Only a broad integrated approach (such as data collection, phenotypic characteristics evaluation, bioinformatics approach, and protein modeling) can help in understanding molecular mechanisms and genotype–phenotype relationships.

Using simple prediction software, the conflicting data could be discovered. As a result, combining analysis and the creation of protein structural models may be advantageous. The visualization of three-dimensional models provides useful information on possible protein domain conformational changes those are directly related to pathogenicity and metabolic pathway modifications. These changes were linked to the clinical and/or phenotypic manifestations [21, 22].

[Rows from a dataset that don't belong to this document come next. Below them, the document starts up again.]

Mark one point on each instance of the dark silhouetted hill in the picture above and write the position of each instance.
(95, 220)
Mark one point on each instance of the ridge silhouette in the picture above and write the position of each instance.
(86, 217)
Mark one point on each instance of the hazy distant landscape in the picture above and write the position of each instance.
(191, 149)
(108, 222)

This study emphasizes the importance of close collaboration between clinicians and laboratories throughout the diagnostic process, from clinical suspect to genetic variant identification, interpretation, and clinical contextualization, with the unavoidable introduction of functional investigations into the diagnostic workflow. Diagnostic algorithms are used in situations where the diagnosis is not immediately clear in Clinical Genetics Genetic Syndrome “gestalt.” Diagnoses still start with the recognition of a clinical situation based on observation of symptoms and signs, even with the current understanding of a greater variety of genetic pathologies and the recent understanding of the molecular basis of many of these illnesses. Even though some signs unquestionably match clinical hypotheses, they are still only speculative hypotheses [23, 24].